JAKARTA, KOMPAS.com - Peneliti Indonesia Corruption Watch (ICW), Kurnia Ramadhana menyatakan, pengkajian yang dilakukan Koalisi Masyarakat Sipil Antikorupsi menemukan tujuh dugaan penyimpangan yang dilakukan hakim yang memimpin sidang praperadilan yang diajukan Ketua DPR Setya Novanto, Cepi Iskandar.
Hal ini yang menjadi alasan Koalisi Antikorupsi melaporkan hakim Cepi ke Badan Pengawasan Mahkamah Agung (Bawas MA), Kamis (5/10/2017).
"Kita lihat ada tujuh temuan selama proses praperadilan Setya Novanto," kata Kurnia, di kantor Bawas MA, di Cempaka Putih, Jakarta Pusat, Kamis siang.
Pertama, lanjut Kurnia, hakim Cepi memeriksa materi praperadilan yang bertentangan dengan Kitab Undang-Undang Hukum Acara Pidana.
Seharusnya, upaya hukum yang diajukan Novanto, tersangka korupsi e-KTP melalui praperadilan, ditolak oleh Pengadilan Negeri Jakarta Selatan.
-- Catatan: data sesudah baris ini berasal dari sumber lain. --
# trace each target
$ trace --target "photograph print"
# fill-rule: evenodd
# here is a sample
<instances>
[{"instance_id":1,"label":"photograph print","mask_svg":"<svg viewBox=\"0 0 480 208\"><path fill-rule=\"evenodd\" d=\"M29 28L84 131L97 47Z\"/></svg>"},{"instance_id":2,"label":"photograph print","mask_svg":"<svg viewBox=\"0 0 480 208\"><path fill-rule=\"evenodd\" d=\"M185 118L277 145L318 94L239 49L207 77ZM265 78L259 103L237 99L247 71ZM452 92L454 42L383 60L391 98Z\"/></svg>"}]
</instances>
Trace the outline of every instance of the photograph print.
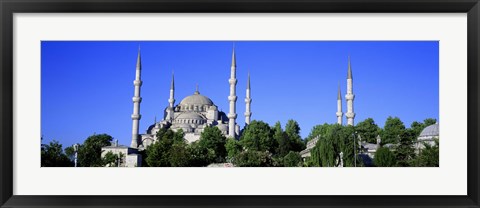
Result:
<instances>
[{"instance_id":1,"label":"photograph print","mask_svg":"<svg viewBox=\"0 0 480 208\"><path fill-rule=\"evenodd\" d=\"M438 41L42 41L41 167L439 167Z\"/></svg>"}]
</instances>

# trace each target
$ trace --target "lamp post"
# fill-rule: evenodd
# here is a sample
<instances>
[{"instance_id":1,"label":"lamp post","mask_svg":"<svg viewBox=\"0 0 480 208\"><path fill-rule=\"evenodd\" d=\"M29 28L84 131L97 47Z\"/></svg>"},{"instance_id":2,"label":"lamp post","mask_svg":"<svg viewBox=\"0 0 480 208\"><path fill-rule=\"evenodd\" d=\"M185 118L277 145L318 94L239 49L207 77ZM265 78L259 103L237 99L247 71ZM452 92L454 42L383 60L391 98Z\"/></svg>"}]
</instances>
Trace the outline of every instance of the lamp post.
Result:
<instances>
[{"instance_id":1,"label":"lamp post","mask_svg":"<svg viewBox=\"0 0 480 208\"><path fill-rule=\"evenodd\" d=\"M75 159L74 159L74 161L75 161L75 167L77 167L78 146L79 146L78 143L75 143L75 144L73 145L73 151L75 152Z\"/></svg>"}]
</instances>

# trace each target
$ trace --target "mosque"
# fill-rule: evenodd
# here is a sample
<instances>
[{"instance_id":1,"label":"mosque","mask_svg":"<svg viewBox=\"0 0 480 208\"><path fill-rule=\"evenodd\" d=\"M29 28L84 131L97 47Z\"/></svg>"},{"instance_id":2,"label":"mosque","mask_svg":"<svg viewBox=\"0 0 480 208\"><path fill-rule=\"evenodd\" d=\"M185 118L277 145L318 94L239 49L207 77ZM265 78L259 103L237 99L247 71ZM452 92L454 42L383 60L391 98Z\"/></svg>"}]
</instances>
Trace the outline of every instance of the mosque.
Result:
<instances>
[{"instance_id":1,"label":"mosque","mask_svg":"<svg viewBox=\"0 0 480 208\"><path fill-rule=\"evenodd\" d=\"M132 118L132 137L130 146L118 145L118 142L112 143L111 146L102 148L102 157L108 153L114 154L122 153L125 155L122 164L119 166L124 167L138 167L141 166L140 151L145 150L149 145L155 142L157 132L162 128L170 128L173 131L180 129L185 133L184 139L187 143L192 143L200 139L200 135L206 127L216 126L227 138L238 139L240 134L240 126L237 124L237 112L236 112L236 56L235 47L232 50L232 62L230 66L230 78L228 83L230 86L230 95L228 96L229 112L228 114L218 110L218 107L214 102L200 94L198 86L195 92L185 97L179 104L175 105L175 79L172 74L172 80L170 84L170 97L168 99L168 106L164 110L164 118L148 127L145 134L139 134L139 122L141 119L140 103L142 102L141 95L141 72L142 61L140 49L137 55L137 64L135 70L135 80L133 85L135 88L133 101L133 114ZM347 72L347 94L345 99L347 101L347 112L345 116L347 118L347 125L354 125L355 113L353 111L353 100L355 95L353 94L353 76L350 66L350 58L348 59L348 72ZM250 104L252 99L250 97L250 74L248 75L247 87L245 93L245 124L250 123L252 116ZM337 97L337 123L342 125L343 121L342 112L342 99L340 86L338 88ZM308 146L308 145L307 145ZM311 146L311 145L310 145ZM308 149L308 148L307 148ZM309 153L309 150L308 150Z\"/></svg>"},{"instance_id":2,"label":"mosque","mask_svg":"<svg viewBox=\"0 0 480 208\"><path fill-rule=\"evenodd\" d=\"M207 96L201 95L198 86L195 92L185 97L179 104L175 105L175 80L172 74L172 81L170 85L170 98L168 99L168 106L164 111L164 118L159 122L150 125L145 134L139 134L139 122L141 119L140 103L142 97L140 96L142 80L142 61L140 49L137 56L137 64L135 70L135 80L133 85L135 88L133 101L132 118L132 140L130 146L118 145L117 142L111 146L102 148L102 157L107 152L115 154L122 153L125 155L124 164L121 166L137 167L141 166L141 155L139 151L143 151L156 140L157 132L162 128L170 128L173 131L180 129L185 133L185 140L187 143L192 143L200 139L200 135L205 127L216 126L227 138L238 139L240 134L240 126L237 124L236 113L236 85L237 85L237 66L235 48L232 51L232 63L230 67L230 85L229 112L228 114L218 110L218 107ZM247 87L245 95L245 124L250 123L252 112L250 111L250 104L252 99L250 97L250 74L248 75Z\"/></svg>"}]
</instances>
Sebab, menurut Kurnia, obyek yang dijadikan gugatan sudah melanggar KUHAP, yaitu penetapan tersangka.
(Baca juga: Menangkan Setya Novanto, Hakim Cepi Dilaporkan ke Badan Pengawas MA)
Ketentuan yang dilanggar adalah Pasal 3 Undang-Undang Nomor 8 Tahun 1981 tentang KUHAP yang berbunyi, "Peradilan dilakukan menurut cara yang diatur dalam undang-undang ini".
Kemudian, menurut Kurnia, Pasal 77 KUHAP yang berbunyi, "Pengadilan Negeri berwenang untuk memeriksa dan memutus, sesuai dengan ketentuan yang diatur dalam undang-undang ini tentang, sah atau tidaknya penangkapan, penahanan, penghentian penyidikan atau penghentian penuntutan, ganti kerugian dan atau rehabilitasi bagi seorang yang perkara pidananya dihentikan pada tingkat penyidikan atau penuntutan".
Namun, sebagai informasi, Mahkamah Konstitusi sudah menetapkan bahwa penetapan tersangka merupakan obyek praperadilan.
Ketetapan ini berdasarkan putusan uji materi terhadap KUHAP yang diajukan oleh terpidana kasus korupsi bioremediasi fiktif PT Chevron Pasific Indonesia Bachtiar Abdul Fatah.
(Baca juga: MK Putuskan Penetapan Tersangka Termasuk Obyek Praperadilan)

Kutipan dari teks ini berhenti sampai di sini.